第7話 準決勝敗退

 その晩は、人生でいちばんたくさんため息をついたかもしれない。立海が強いのは十二分に知っている。でも。

「……白石くん、今頃、どうしてるんだろ」

 お風呂上り、携帯を握りしめながら、ごろごろベッドの上を転がる。励ますのがいいのか、それともそっとしておくのがいいのか。何度かLINEで文章を打ってみたものの、何を書いて良いかわからなくて、そのまま全消去、ということをもう3回くらい繰り返した。いっそ電話がいいのかな。もはや何もしないほうがいいのかな。でも何か伝えたい。そんな考えがぐるぐると頭の中をめぐっている。

 結局、準決勝で四天宝寺は立海に惜敗した。四天宝寺が西の雄というのは、中学硬式テニス界に身を置く者にとっては常識で1年生の時から私もそれを知っていた。しかしそれ以上に私達にとって身近だったのは立海大附属であって、彼らの強さは昨年も今年も目の前で見せつけられてきた。その立海と四天宝寺の試合――青学のマネージャーとしては来年に向けてとても参考になる試合だった。しかし、私個人としては正直冷静には見ていられなかった。スコアをとる私の隣で、ノートに何かを書きこみながら乾が言う。

「――支倉は、個人的には四天宝寺を応援しているのかい?」
「え、」

 そんなデータまで取ってたの?!
 という内心の問いに答えるように、乾は「見ていればわかるよ」とだけつぶやいた。

 もういい、やっぱりLINEにしよう。
 投げやりにそう決めて、私はもう一度携帯の画面に向き直る。本当に伝えたい言葉だけを並べると、それは非常にシンプルな文章になった。そのまま、深呼吸をして覚悟を決めて、送信のボタンを押した。

 優勝したいという気持ちはもちろんあったし、悔しいという思いももちろんある。しかし、この夏が最後の先輩方とは違い、俺にはまだあと1年の猶予が残されている。
 同期達は、しめっぽい雰囲気をわざと吹き飛ばすように部屋で騒いでいる。決勝戦は明後日だった。明後日に向けて明日は一日中練習の予定ではあったが、決勝を目前に敗退してしまった今となっては、明日はただのオフになってしまった。それをいいことに、明日はどこを観光しに行くかという話し合いが盛り上がっていて、どうやら行き先はお台場に決まりそうだ。
 そんなとき、俺の携帯が震えた。LINEの通知だった。そしてそのシンプルな文章を見た瞬間、衝動的に立ちあがった。

「あら、蔵リン、どこ行くん?」
「ちょぉ用事思い出してな」

 部屋を出て、静かで落ち着いたところを探す。そして、もう一度彼女からのLINEを確認する。内容はたったの二文、そして申し訳程度にシンプルな絵文字がくっついているだけだった。

 今日はお疲れさまでした。
 ゆっくり休んでね^^

 文章の短さに逆に思いやりを感じる。きっと結構考えて結局この内容にしたんやろな。そう思うと思わず笑みがこぼれた。彼女とは先日の関東大会とこの全国大会でしか会ったことはないが、その性格は把握しつつある。
 ふと、声が聞きたい、と思った。
 そのまま、俺の指は通話ボタンをタップしていた。

「――もしもし?」

「えっ、し、らいしくん!?」
『驚きすぎやって。直接話したかってん』

 まさか電話で返事がくるとは思わなかった。電話越しの白石くんの声はいつも通りで、少しほっとする。そのまま会話は続く。
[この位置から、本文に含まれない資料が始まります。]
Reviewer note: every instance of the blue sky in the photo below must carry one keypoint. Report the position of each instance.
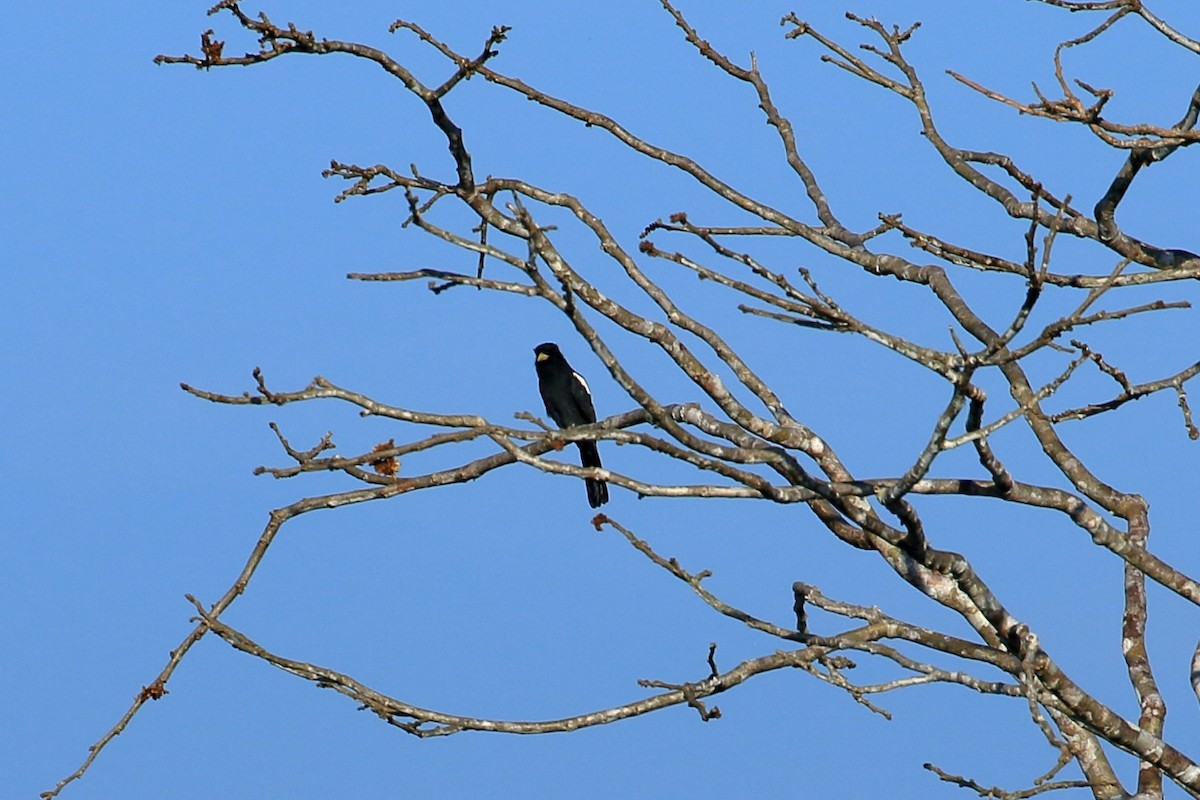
(163, 224)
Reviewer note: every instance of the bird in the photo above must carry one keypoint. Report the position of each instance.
(569, 403)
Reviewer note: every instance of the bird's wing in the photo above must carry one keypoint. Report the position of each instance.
(582, 397)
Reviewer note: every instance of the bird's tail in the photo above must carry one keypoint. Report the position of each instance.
(598, 491)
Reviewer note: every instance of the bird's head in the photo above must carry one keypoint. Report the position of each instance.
(546, 350)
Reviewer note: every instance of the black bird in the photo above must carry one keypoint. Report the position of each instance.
(569, 403)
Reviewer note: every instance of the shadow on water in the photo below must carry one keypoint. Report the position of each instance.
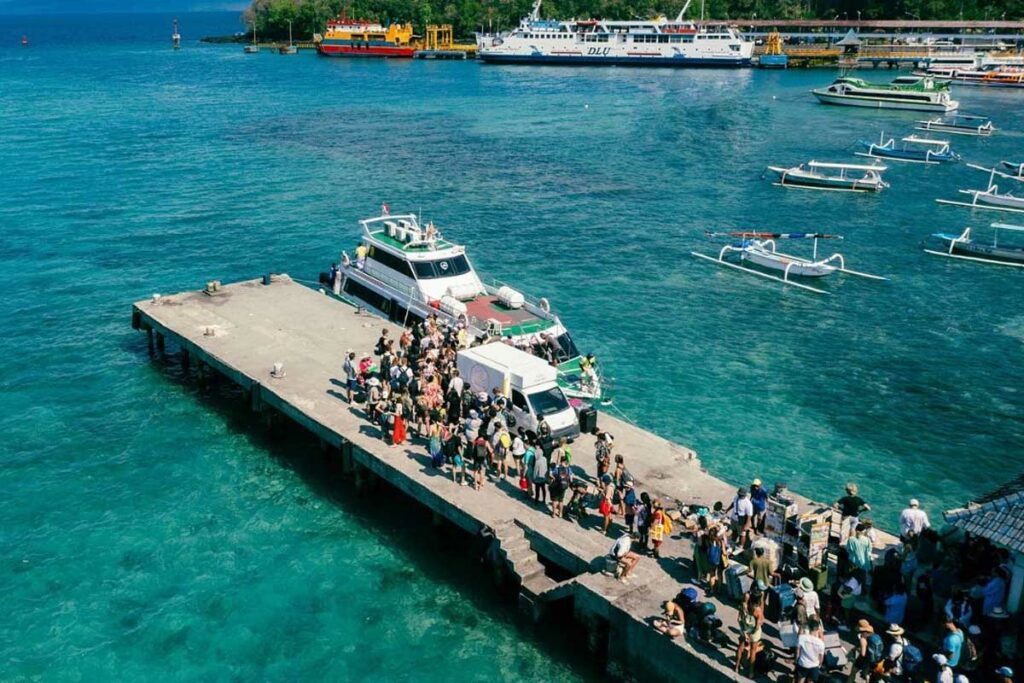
(439, 553)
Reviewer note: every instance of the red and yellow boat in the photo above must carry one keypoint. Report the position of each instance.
(359, 38)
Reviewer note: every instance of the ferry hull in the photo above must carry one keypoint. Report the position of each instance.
(365, 51)
(878, 103)
(587, 60)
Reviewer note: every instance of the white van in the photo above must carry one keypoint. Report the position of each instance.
(525, 380)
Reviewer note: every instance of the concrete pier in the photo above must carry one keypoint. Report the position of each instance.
(240, 331)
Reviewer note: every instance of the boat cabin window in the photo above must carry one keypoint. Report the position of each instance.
(519, 400)
(549, 401)
(445, 267)
(391, 261)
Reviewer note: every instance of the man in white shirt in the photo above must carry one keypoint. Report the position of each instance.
(622, 551)
(912, 521)
(742, 514)
(810, 653)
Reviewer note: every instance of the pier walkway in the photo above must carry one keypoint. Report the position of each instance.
(241, 331)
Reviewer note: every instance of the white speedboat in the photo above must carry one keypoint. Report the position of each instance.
(657, 42)
(406, 271)
(833, 177)
(921, 94)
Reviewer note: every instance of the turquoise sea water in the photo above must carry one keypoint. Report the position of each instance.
(147, 529)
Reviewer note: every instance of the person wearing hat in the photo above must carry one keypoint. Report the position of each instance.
(894, 657)
(863, 662)
(912, 521)
(742, 511)
(945, 672)
(808, 603)
(759, 501)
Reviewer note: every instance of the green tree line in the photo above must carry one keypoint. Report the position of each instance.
(467, 16)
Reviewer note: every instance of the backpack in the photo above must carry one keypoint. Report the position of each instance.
(875, 648)
(715, 555)
(911, 657)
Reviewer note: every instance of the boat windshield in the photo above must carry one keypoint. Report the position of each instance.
(548, 401)
(445, 267)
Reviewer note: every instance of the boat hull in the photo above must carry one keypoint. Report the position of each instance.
(364, 50)
(779, 263)
(882, 103)
(1009, 254)
(612, 60)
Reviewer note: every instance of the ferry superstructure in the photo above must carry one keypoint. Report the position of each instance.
(657, 42)
(358, 38)
(406, 271)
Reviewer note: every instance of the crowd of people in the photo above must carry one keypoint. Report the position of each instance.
(412, 389)
(946, 588)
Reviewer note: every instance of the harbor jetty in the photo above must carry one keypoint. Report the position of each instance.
(282, 343)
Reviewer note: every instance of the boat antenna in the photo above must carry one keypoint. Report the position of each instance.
(679, 18)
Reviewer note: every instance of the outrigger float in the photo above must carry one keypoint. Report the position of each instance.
(815, 175)
(911, 150)
(760, 249)
(990, 199)
(965, 247)
(958, 124)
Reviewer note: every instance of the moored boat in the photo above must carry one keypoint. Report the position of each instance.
(958, 124)
(965, 246)
(923, 94)
(760, 249)
(407, 271)
(359, 38)
(836, 177)
(911, 150)
(657, 42)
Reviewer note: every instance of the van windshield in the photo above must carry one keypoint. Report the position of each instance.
(548, 401)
「──そっか、決勝終わったら大阪帰るんだね。東京は観光できた?」
『全く。けど明日がオフになってん。せやから――』

 何かを言いかけていた白石くんは突然無言になる。

「……白石くん、どうしたの?」
『いいこと思いついた。支倉さん、明日午後空いとるか?』
「あ、うん」
『デートせえへん?』
「デート?うん、いいよ……ってデート?!」

 思わずそう聞き返すと、電話の向こうの白石くんは「期待を裏切らへん反応やな」と笑っていた。そのまま白石くんのペースに乗せられて、電話を切ったころには、私の手元には待ち合わせのメモがあった。